The bill, H.B. 3653, was passed in the final days of the lame-duck session last month by the General Assembly and aims to address police accountability and inequities in law enforcement.

The legislation was authored by the Black Caucus and also acts to require police body cameras by 2025 and expand police training and instances in which officers can be stripped of certification.

The bill also expands new procedures for no-knock warrants and offers suspects who are arrested three phone calls instead of one.

Police unions and other law enforcement organizations have urged Pritzker to veto the bill, saying it would give crime suspects more advantages than police.

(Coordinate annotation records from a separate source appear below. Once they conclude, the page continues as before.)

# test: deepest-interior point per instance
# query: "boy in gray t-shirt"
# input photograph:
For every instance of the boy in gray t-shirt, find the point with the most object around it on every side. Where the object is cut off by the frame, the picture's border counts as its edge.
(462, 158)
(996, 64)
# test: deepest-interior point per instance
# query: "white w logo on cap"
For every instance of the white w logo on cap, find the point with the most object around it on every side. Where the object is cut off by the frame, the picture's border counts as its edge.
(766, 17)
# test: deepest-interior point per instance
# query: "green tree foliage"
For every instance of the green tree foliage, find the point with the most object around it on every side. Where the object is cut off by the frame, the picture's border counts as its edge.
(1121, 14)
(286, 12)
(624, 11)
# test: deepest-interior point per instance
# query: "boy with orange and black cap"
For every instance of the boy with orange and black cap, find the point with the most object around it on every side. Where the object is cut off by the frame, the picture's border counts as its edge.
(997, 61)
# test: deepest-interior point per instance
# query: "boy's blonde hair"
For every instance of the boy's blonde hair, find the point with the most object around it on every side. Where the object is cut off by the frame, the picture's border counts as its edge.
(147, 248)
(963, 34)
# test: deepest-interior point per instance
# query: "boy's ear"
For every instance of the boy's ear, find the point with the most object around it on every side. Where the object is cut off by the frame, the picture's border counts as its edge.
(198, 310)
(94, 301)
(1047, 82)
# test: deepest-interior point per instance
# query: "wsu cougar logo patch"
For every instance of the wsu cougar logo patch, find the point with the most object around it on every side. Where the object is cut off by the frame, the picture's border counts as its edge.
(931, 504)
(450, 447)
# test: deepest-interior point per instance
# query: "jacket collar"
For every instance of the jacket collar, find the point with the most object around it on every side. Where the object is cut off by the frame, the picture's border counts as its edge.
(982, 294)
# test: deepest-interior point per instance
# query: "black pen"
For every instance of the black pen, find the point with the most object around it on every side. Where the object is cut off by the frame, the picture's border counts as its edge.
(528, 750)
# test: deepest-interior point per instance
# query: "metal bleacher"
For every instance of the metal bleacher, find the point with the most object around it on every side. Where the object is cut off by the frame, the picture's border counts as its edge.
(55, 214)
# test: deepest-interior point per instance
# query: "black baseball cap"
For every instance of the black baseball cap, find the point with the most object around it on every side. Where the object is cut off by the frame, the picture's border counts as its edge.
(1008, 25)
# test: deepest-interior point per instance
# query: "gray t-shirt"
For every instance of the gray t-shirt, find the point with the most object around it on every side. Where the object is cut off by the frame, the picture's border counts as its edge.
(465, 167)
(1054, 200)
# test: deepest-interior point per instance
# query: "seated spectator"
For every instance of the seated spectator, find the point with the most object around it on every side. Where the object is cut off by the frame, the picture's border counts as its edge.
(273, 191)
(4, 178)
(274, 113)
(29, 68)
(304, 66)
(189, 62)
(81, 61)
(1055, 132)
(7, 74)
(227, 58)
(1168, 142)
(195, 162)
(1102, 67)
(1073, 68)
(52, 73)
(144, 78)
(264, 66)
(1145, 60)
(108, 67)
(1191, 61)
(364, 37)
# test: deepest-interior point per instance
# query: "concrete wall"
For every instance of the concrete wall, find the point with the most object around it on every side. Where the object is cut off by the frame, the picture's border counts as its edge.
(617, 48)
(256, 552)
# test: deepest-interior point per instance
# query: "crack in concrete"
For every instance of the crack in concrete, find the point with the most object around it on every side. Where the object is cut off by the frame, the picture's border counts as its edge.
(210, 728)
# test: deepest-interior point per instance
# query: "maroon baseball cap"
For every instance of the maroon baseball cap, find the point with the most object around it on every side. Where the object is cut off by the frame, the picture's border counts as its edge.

Many provisions will take effect on July 1, while others will be phased in over the next four years.

The legislation was authored by the Black Caucus and also acts to require police body cameras by 2025 and expand police training and instances in which officers can be stripped of certification.

Gov. Pritzker released a tweet about the facts of the bill, debunking some of the myths.

“MYTH: The bill endangers communities and emboldens criminals.

“FACT: It moves Illinois from a pretrial detention system that prioritizes wealth to one that prioritizes public safety. It also improves access to substance use programs and modernizes sentencing laws.

“MYTH: The bill defunds the police.

“FACT: It requires more investments into officer training, mental health and officer wellness, and the use of body worn cameras.

“MYTH: The bill is overly punitive of police officers.

“FACT: It expands training opportunities for officers and protects them from unjust lawsuits. It also sets statewide standards on force, crowd control, de-escalation and arrest techniques so officers have clarity

“MYTH: The bill was rushed through without external input.

“FACT: It was the result of 9 public hearings, 30 hours of testimony and meetings with law enforcement, community members and advocates. It also focuses on the needs of crime victims, many of whom support the bill.”